Toda sexta – Vinícius Valcanaia

TODA SEXTA

(um conhaque)

 Vinícius Valcanaia*

 

(Com o perdão de Gertrude Stein, um diálogo pós-dramático infestado de maneirismos etílicos.)

 

Um conhaque.

Abra a garrafa.

Eu abro a garrafa.

Aceito uma dose.

Preciso de uma.

Ou duas.

É o conhaque que você gosta.

E vamos beber.

Perder a razão.

Quem sabe dançar.

Não sei se consigo.

Eu guio você.

Você não consegue.

Estou cambaleante.

Você bebe e fica chato.

Você bebe e fica idiota.

Isso é amor.

Não sei.

Você nunca sabe.

Eu nada sei.

Do amor.

Sim.

Você é um poeta.

Um alquimista.

Mallarmé também era.

Quem.

Mallarmé.

Não conheci.

Nem eu.

Li algo sobre.

Comece com um livro.

Não fale dos livros.

Fale dos quadros.

Minhas criações.

Sim.

Quem dera eu soubesse o que é criação e criador em meus quadros.

Seus quadros.

Desenho firmeza.

E você.

Escrevo loucura.

É fabuloso.

Quando você fala em identificação é fabuloso.

Justo o que eu precisava ouvir.

Sua fala é subjetiva.

Mentira.

Entendo, vem com emoção e atinge a emoção.

Isso é manipular sentimento e palavra durante a escrita.

E você.

Sou inconstante, desenho constância.

Alguns homens vivem apaixonados pela inconstância.

Você é um deles.

Assim eu busco a poesia.

Mais uma dose.

Sim.

Como nos conhecemos.

Em outras vidas.

Na noite da briga.

Você passou por mim.

Etérea você estava lá.

Apenas estava.

De passagem.

Seu olhar, eu conheço de outra vida.

E nessa vida.

Minha alma talvez lembre.

Você é Gertrude.

A mãe do Hamlet.

Não.

A Stein.

Einstein um grande cientista.

Gertrude Stein.

Autora do Toda Tarde.

Um diálogo.

Sim.

Esse na porta da cozinha.

Certamente.

Você vê de fato.

De fato eu vejo.

E converso.

Você passará o dia.

Sim.

Feito passarinho.

Enlouquecendo essa casa.

Com essa pulseira de corações.

Quatro corações.

De quem são os corações.

Dos homens que amei.

Falta um.

O seu.

Você sabe.

O que eu sei não é de você.

Sei que o seu olhar na cozinha é fulminante.

Os cigarros que fumamos no terraço fecham nossas almas em aliança.
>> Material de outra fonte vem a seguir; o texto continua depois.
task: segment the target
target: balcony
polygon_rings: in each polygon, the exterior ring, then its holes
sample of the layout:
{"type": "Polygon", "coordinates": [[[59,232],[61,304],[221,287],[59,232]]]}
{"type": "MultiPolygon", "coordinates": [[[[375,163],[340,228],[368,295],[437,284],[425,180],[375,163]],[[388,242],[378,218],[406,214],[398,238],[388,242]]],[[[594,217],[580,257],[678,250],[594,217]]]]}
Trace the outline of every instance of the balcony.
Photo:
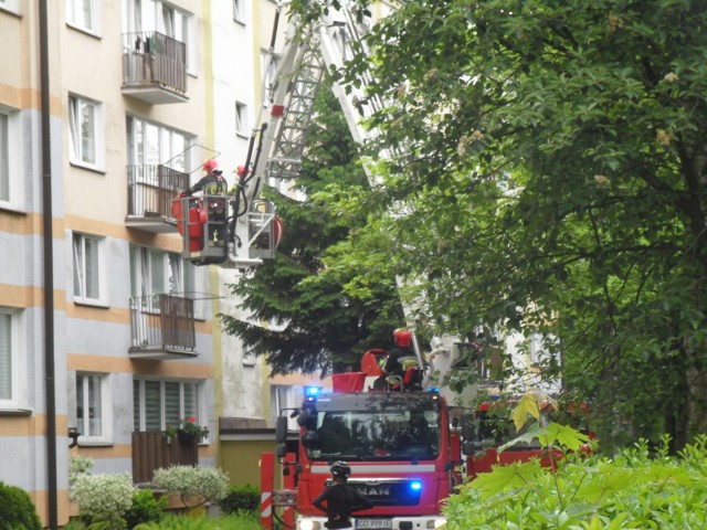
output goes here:
{"type": "Polygon", "coordinates": [[[130,298],[130,359],[190,359],[194,350],[194,301],[173,295],[130,298]]]}
{"type": "Polygon", "coordinates": [[[152,233],[177,232],[172,200],[189,188],[189,173],[166,166],[128,166],[128,214],[125,225],[152,233]]]}
{"type": "Polygon", "coordinates": [[[160,431],[133,432],[133,481],[149,484],[155,470],[171,465],[199,464],[197,439],[167,439],[160,431]]]}
{"type": "Polygon", "coordinates": [[[156,31],[124,33],[120,89],[150,105],[188,102],[184,43],[156,31]]]}

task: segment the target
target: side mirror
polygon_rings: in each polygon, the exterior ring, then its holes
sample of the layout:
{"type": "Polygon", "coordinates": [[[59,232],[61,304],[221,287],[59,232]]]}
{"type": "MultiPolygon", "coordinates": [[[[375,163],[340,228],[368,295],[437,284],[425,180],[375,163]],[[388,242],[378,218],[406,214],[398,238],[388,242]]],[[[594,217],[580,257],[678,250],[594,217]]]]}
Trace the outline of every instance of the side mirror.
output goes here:
{"type": "Polygon", "coordinates": [[[297,425],[304,427],[305,425],[307,425],[307,421],[309,421],[309,417],[312,417],[312,413],[309,412],[309,409],[305,409],[297,416],[297,425]]]}
{"type": "Polygon", "coordinates": [[[277,423],[275,424],[275,442],[284,444],[287,441],[287,417],[277,416],[277,423]]]}
{"type": "Polygon", "coordinates": [[[319,436],[317,436],[316,431],[307,431],[302,436],[302,445],[304,445],[305,448],[307,449],[316,446],[318,443],[319,443],[319,436]]]}
{"type": "Polygon", "coordinates": [[[476,425],[474,425],[474,416],[472,414],[462,416],[462,437],[466,442],[476,439],[476,425]]]}

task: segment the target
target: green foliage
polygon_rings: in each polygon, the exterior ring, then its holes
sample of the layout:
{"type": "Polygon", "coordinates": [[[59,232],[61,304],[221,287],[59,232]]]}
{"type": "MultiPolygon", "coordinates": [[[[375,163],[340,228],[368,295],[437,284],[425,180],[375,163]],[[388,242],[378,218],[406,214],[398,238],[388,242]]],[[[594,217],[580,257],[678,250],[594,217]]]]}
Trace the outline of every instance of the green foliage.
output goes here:
{"type": "Polygon", "coordinates": [[[450,530],[705,528],[707,437],[679,457],[651,457],[642,441],[613,459],[569,457],[495,467],[449,499],[450,530]]]}
{"type": "Polygon", "coordinates": [[[133,495],[133,506],[125,513],[127,527],[159,522],[165,516],[167,500],[167,497],[157,498],[150,489],[138,489],[133,495]]]}
{"type": "Polygon", "coordinates": [[[221,499],[220,506],[224,513],[239,513],[240,511],[258,511],[261,492],[255,486],[231,486],[226,496],[221,499]]]}
{"type": "MultiPolygon", "coordinates": [[[[315,109],[317,119],[296,181],[306,199],[299,202],[267,190],[284,224],[283,241],[275,259],[230,286],[243,298],[243,311],[221,315],[226,331],[264,356],[273,373],[327,373],[335,365],[341,370],[359,362],[370,348],[390,347],[392,330],[403,321],[391,272],[378,275],[380,267],[372,264],[359,264],[352,272],[345,266],[346,255],[333,259],[342,263],[324,266],[324,256],[366,223],[365,215],[331,211],[330,203],[339,200],[340,190],[361,190],[369,199],[371,193],[328,89],[319,92],[315,109]],[[261,322],[275,322],[276,330],[261,322]]],[[[383,239],[377,243],[386,244],[383,239]]]]}
{"type": "Polygon", "coordinates": [[[366,152],[402,153],[327,190],[366,224],[326,274],[411,278],[436,335],[550,337],[606,447],[707,432],[705,25],[697,0],[400,2],[339,75],[372,71],[366,152]]]}
{"type": "Polygon", "coordinates": [[[129,474],[86,475],[75,477],[70,489],[71,499],[78,505],[84,520],[105,523],[106,528],[125,527],[123,517],[133,506],[136,492],[129,474]]]}
{"type": "Polygon", "coordinates": [[[17,486],[0,483],[0,528],[41,530],[36,508],[29,494],[17,486]]]}
{"type": "Polygon", "coordinates": [[[155,471],[155,484],[168,494],[178,495],[186,507],[193,508],[223,499],[229,477],[218,467],[170,466],[155,471]]]}

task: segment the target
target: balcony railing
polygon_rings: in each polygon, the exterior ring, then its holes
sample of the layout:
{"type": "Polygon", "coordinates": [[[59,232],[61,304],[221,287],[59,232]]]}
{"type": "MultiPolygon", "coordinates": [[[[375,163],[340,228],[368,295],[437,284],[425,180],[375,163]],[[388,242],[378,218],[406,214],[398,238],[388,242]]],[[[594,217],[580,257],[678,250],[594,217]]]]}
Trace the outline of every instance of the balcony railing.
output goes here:
{"type": "Polygon", "coordinates": [[[155,470],[171,465],[199,464],[197,441],[168,439],[160,431],[133,433],[133,481],[151,483],[155,470]]]}
{"type": "Polygon", "coordinates": [[[166,166],[128,166],[128,215],[126,225],[149,232],[177,232],[172,201],[189,188],[189,173],[166,166]]]}
{"type": "Polygon", "coordinates": [[[194,303],[173,295],[130,298],[133,342],[129,354],[139,359],[196,357],[194,303]]]}
{"type": "Polygon", "coordinates": [[[156,31],[123,34],[123,93],[152,105],[187,102],[187,46],[156,31]]]}

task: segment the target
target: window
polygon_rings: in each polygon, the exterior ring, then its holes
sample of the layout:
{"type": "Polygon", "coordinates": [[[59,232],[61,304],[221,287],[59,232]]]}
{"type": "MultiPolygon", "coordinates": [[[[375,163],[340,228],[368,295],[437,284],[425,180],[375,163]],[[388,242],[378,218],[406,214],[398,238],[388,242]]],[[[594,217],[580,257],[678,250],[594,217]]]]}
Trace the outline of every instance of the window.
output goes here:
{"type": "Polygon", "coordinates": [[[235,102],[235,134],[247,136],[247,107],[240,102],[235,102]]]}
{"type": "Polygon", "coordinates": [[[102,244],[102,239],[77,233],[73,234],[75,301],[105,303],[102,244]]]}
{"type": "Polygon", "coordinates": [[[194,417],[205,425],[207,416],[200,415],[199,383],[191,381],[160,381],[135,379],[133,381],[133,418],[135,431],[165,431],[180,418],[194,417]]]}
{"type": "Polygon", "coordinates": [[[14,315],[0,308],[0,406],[17,401],[17,331],[14,315]]]}
{"type": "Polygon", "coordinates": [[[191,137],[136,117],[128,117],[127,129],[130,165],[156,167],[161,163],[176,171],[190,172],[191,137]]]}
{"type": "Polygon", "coordinates": [[[76,427],[80,436],[99,441],[108,437],[110,405],[107,390],[106,375],[76,372],[76,427]]]}
{"type": "Polygon", "coordinates": [[[186,11],[160,0],[128,0],[126,3],[126,33],[157,31],[179,42],[187,49],[187,71],[196,68],[196,49],[193,44],[194,18],[186,11]]]}
{"type": "Polygon", "coordinates": [[[0,0],[0,9],[7,9],[8,11],[18,11],[18,0],[0,0]]]}
{"type": "Polygon", "coordinates": [[[98,1],[66,0],[66,22],[80,30],[98,33],[98,1]]]}
{"type": "Polygon", "coordinates": [[[233,0],[233,20],[241,23],[245,22],[243,0],[233,0]]]}
{"type": "Polygon", "coordinates": [[[103,168],[103,117],[96,102],[68,97],[71,162],[94,169],[103,168]]]}

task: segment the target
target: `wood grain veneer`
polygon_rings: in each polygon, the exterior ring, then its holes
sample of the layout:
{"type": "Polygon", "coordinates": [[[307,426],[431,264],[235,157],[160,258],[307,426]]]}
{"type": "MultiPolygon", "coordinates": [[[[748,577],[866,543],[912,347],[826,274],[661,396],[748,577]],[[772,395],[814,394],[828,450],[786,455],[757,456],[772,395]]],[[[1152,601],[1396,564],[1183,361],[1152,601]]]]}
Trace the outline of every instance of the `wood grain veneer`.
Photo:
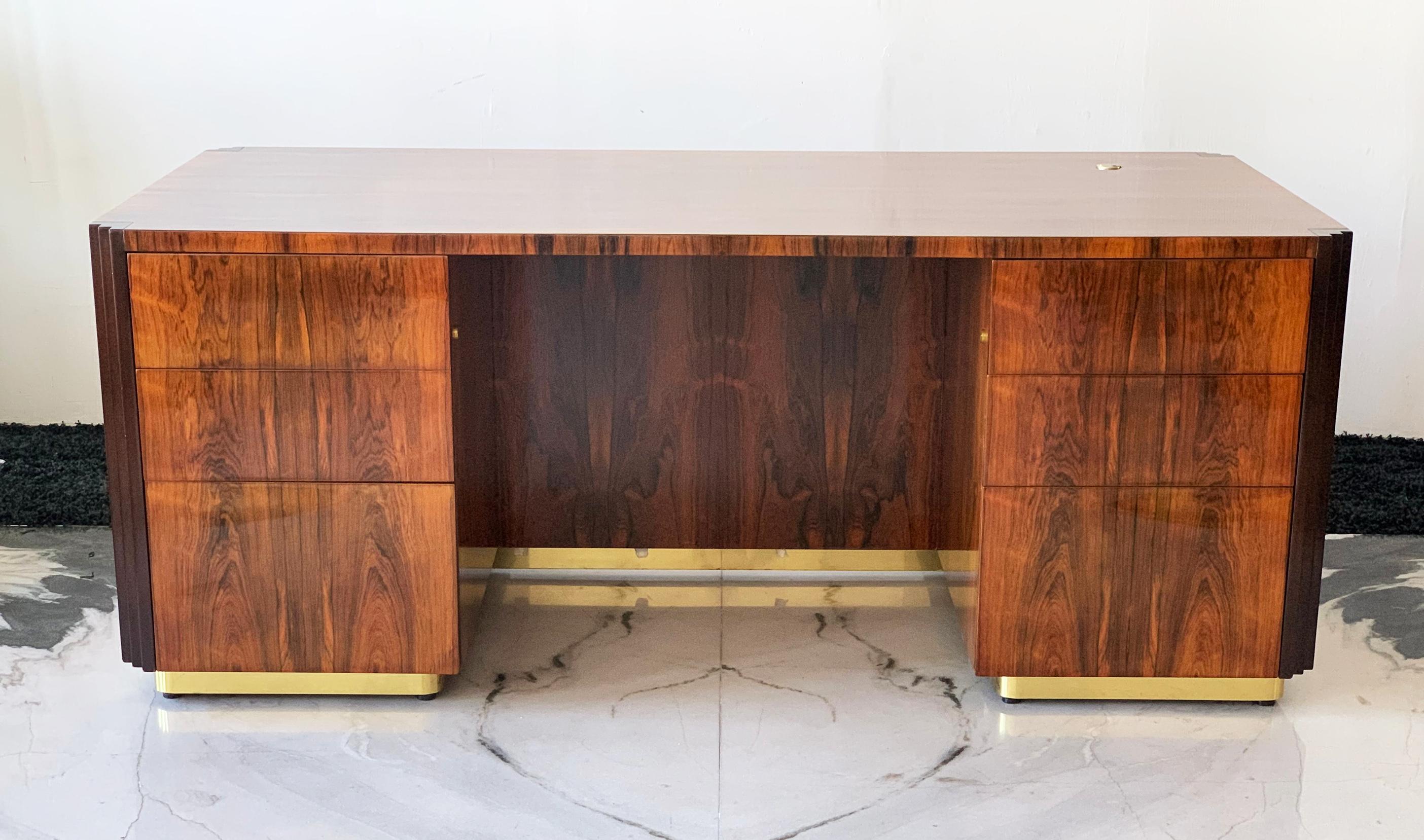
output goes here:
{"type": "Polygon", "coordinates": [[[1190,152],[218,149],[101,221],[134,251],[941,258],[1309,258],[1339,228],[1190,152]]]}
{"type": "Polygon", "coordinates": [[[98,327],[104,458],[108,477],[114,578],[118,589],[120,652],[125,662],[154,669],[154,621],[148,572],[148,521],[138,447],[138,399],[128,293],[128,259],[121,225],[91,225],[94,320],[98,327]]]}
{"type": "Polygon", "coordinates": [[[977,540],[983,263],[453,265],[461,542],[977,540]]]}
{"type": "Polygon", "coordinates": [[[449,484],[148,483],[162,671],[456,673],[449,484]]]}
{"type": "Polygon", "coordinates": [[[1306,345],[1296,494],[1290,514],[1280,676],[1294,676],[1314,665],[1336,401],[1340,394],[1340,352],[1350,286],[1353,235],[1350,231],[1320,233],[1320,256],[1314,261],[1310,280],[1310,337],[1306,345]]]}
{"type": "Polygon", "coordinates": [[[1290,487],[1299,376],[993,376],[987,484],[1290,487]]]}
{"type": "Polygon", "coordinates": [[[993,373],[1300,373],[1307,259],[995,261],[993,373]]]}
{"type": "MultiPolygon", "coordinates": [[[[758,259],[726,278],[723,540],[756,548],[947,548],[948,409],[941,261],[758,259]]],[[[961,315],[961,313],[956,313],[961,315]]],[[[958,421],[958,423],[957,423],[958,421]]],[[[960,424],[960,423],[967,423],[960,424]]],[[[967,487],[963,490],[968,490],[967,487]]]]}
{"type": "Polygon", "coordinates": [[[1235,158],[224,149],[91,249],[142,668],[453,669],[454,510],[981,547],[981,673],[1310,666],[1350,238],[1235,158]]]}
{"type": "Polygon", "coordinates": [[[450,374],[140,370],[150,481],[453,481],[450,374]]]}
{"type": "Polygon", "coordinates": [[[1274,676],[1290,495],[987,488],[975,672],[1274,676]]]}
{"type": "Polygon", "coordinates": [[[439,256],[128,258],[138,367],[450,366],[439,256]]]}

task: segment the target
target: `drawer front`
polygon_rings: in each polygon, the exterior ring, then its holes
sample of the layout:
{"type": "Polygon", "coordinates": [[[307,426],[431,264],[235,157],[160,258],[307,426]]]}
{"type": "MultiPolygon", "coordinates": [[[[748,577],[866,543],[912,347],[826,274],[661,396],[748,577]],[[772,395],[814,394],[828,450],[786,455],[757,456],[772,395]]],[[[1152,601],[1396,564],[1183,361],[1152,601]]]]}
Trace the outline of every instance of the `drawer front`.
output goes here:
{"type": "Polygon", "coordinates": [[[1309,259],[995,261],[993,373],[1300,373],[1309,259]]]}
{"type": "Polygon", "coordinates": [[[1276,676],[1290,498],[987,488],[975,672],[1276,676]]]}
{"type": "Polygon", "coordinates": [[[443,256],[128,258],[137,367],[450,366],[443,256]]]}
{"type": "Polygon", "coordinates": [[[150,483],[161,671],[454,673],[449,484],[150,483]]]}
{"type": "Polygon", "coordinates": [[[1289,487],[1299,376],[990,377],[990,485],[1289,487]]]}
{"type": "Polygon", "coordinates": [[[140,370],[150,481],[451,481],[450,374],[140,370]]]}

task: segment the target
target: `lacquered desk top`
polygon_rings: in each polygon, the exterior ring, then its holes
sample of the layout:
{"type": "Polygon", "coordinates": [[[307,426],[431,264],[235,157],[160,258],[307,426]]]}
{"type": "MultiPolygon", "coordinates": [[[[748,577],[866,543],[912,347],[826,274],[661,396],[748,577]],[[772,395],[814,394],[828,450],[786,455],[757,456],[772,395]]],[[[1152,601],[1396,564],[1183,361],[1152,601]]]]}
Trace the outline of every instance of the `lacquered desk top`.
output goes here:
{"type": "Polygon", "coordinates": [[[1312,256],[1340,228],[1196,152],[330,148],[206,151],[100,224],[144,251],[921,256],[1312,256]]]}

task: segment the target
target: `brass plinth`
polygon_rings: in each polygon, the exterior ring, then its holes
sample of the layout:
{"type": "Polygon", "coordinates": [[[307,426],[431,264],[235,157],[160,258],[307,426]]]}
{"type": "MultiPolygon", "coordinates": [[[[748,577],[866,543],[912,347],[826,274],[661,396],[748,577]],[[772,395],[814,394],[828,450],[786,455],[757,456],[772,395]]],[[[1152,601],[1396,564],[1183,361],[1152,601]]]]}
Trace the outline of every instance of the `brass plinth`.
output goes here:
{"type": "Polygon", "coordinates": [[[1000,676],[1007,700],[1279,700],[1284,681],[1227,676],[1000,676]]]}
{"type": "Polygon", "coordinates": [[[440,691],[439,673],[158,671],[165,695],[417,695],[440,691]]]}

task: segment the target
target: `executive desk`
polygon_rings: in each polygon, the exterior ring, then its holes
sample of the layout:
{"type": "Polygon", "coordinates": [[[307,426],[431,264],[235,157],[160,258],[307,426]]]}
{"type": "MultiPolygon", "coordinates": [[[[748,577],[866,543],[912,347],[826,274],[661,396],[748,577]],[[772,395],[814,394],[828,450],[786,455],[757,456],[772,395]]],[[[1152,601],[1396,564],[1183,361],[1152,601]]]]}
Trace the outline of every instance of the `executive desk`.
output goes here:
{"type": "Polygon", "coordinates": [[[967,554],[1005,698],[1312,665],[1350,233],[1235,158],[234,148],[91,243],[164,691],[433,693],[457,545],[967,554]]]}

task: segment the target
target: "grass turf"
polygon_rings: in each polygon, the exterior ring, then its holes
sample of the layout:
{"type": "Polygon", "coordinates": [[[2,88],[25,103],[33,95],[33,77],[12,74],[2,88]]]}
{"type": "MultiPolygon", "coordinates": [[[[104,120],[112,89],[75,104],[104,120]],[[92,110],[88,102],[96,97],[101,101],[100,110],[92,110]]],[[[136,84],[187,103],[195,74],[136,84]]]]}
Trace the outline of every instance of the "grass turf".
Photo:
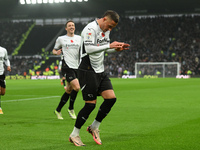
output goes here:
{"type": "MultiPolygon", "coordinates": [[[[200,79],[111,79],[117,103],[100,126],[103,145],[86,128],[103,99],[81,129],[87,150],[199,150],[200,79]]],[[[64,120],[53,114],[64,93],[60,80],[7,80],[0,115],[0,149],[78,149],[68,137],[75,121],[62,109],[64,120]]],[[[76,114],[84,105],[81,92],[76,114]]]]}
As palavras que trocamos no corredor.

Apenas palavras.

Apaixonei-me por essas palavras.

Cuidado.

Minha alma não é sua

Não me preocupo com ela.

Não.

Sua alma é de artista.

Território da loucura alheia.

Penso assim também.

E a arte é um refúgio.

Não um estandarte.

Estão terrivelmente sozinhos.

Os doidos.

Os tristes.

E os poetas.

Uma frase da Hilda.

Hilst.

Claro.

Você percebeu.

Estou lendo o livro.

Tu não te moves de Ti.

O melhor presente dessa vida.

Não é para tanto.

Um livro tolo.

Nenhum livro é tolo.

Todo livro traz consigo a alma de um escritor.

Palavra feito estigma.

Um verbo carne palpável.

Estou aprendendo.

Eu também.

Mostre-me as palavras.

Em troca das cores.

Sim.

Eu me levanto.

Vou ao banheiro.

Quanta educação.

Não vamos sair.

Que tal o terraço.

Depois de outra dose.

O vento é cortante.

Eu protejo você.

Do vento.

De todos.

Um cavalheiro.

Não.

Um bêbado que gosta de poesia.

Outra dose.

Pegue o cobertor.

Conhaque e cobertor.

Ao vento.

No terraço.

Otima ideia.

Arte e poesia.

Unidos no abraço.

Eu sei.

De vez em quando eu acerto uma rima.

 

* Estudante de letras e apaixonado pela arte e pelas palavras. Cinéfilo patológico, até o momento, já assistiu e contabilizou 5.544 filmes em sua bagagem visual.